JanH Posted 22 Jul 2011 , 7:36am
post #25 of 28

http://forums.egullet.org/index.php?/topic/118102-scaling-cake-recipes-any-magic/

HTH

cakestyles Posted 22 Jul 2011 , 11:39am
post #26 of 28

I've never adjusted the leavener when multiplying recipes either and I've never had an issue with the larger layers not rising.

I think some of these people tend to overthink things. (Not you "people" the bakers that have been quoted)

Baker_Rose Posted 22 Jul 2011 , 6:27pm
post #27 of 28

I worked for a caterer where we made an amazing amount of product. The owner didn't like to hire "professionals" and she "took a chance" when she hired me. I prefer weight for bulk baking, especially when different people are making the recipe, but she still to this day just has everyone 2x to 15x the original recipe. Wow does she get pi\$\$ed when people mess up. Come on, taking a home baker and putting them into a commercial setting, handing them a recipe and then saying make a 10x of that recipe. It isn't as easy as you may think. We here are more experienced bakers, she hires people who "like to bake at home" and tries to make them a commercial baker and then when mistakes are made she would get into your face, yelling about how dumb you are.

I am really good at upping recipes, and I have never changed the leavening in a recipe, ever. I tried my best to work with those recipes, most came from Betty Crocker books and off the internet, and some didn't work at all.

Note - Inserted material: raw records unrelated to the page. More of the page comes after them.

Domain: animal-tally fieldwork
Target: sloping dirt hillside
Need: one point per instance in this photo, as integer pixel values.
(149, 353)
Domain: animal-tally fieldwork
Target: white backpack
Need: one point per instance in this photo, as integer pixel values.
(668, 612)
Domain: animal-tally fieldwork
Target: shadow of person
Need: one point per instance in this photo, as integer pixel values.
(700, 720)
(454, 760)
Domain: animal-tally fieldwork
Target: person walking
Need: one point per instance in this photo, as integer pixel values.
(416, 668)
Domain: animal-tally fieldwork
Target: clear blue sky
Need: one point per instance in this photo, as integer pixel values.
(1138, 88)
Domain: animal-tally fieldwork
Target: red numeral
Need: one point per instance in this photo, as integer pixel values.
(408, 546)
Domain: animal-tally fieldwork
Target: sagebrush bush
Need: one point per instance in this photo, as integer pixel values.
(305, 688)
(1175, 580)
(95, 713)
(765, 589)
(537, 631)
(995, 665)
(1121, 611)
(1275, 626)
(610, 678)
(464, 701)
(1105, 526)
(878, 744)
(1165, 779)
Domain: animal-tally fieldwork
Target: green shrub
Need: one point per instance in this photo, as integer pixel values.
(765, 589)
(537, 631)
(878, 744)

I have read my copy of The Cake Bible until it fell apart. Yes, it sits on my shelf with a band around it in three pieces. I still use some of Rose's recipes, but I have never had to change the leavening, ever. I have made the White Velvet Butter cake in a 12x18 and a 14" square and round with out problems. When I was with the caterer we made recipes increased by 4 to 15 on a daily basis, and only the bread recipes had to have the flour tinkered a bit. Those bakers are still there using a 1 cup measuring cup to measure peanut butter and shortening!!! I thought it was crazy and taught people to use a scale for ingredients like that, but it never caught on. Some recipes called for 18 cups of packed brown sugar and yes, they would stand there and pack a one cup measure at a time and count. I pulled up the scale and did the measure in 1/4 of the time, but I was the weird one.

Anyway. Many home bakers I have worked with can't wrap their head around the baker's percentage, so no, I didn't mention it, for an average person, making buttercream and larger amounts of cake batter I think x4 is fine.

IMO

Tami

Annabakescakes Posted 22 Jul 2011 , 8:37pm
post #28 of 28
Quote:
Originally Posted by Baker_Rose

............. Those bakers are still there using a 1 cup measuring cup to measure peanut butter and shortening!!! I thought it was crazy and taught people to use a scale for ingredients like that, but it never caught on. Some recipes called for 18 cups of packed brown sugar and yes, they would stand there and pack a one cup measure at a time and count. I pulled up the scale and did the measure in 1/4 of the time, but I was the weird one..........

Tami

HAHAHAHAHAHAHA!!!! I got over that as a teenager! I can just imagine!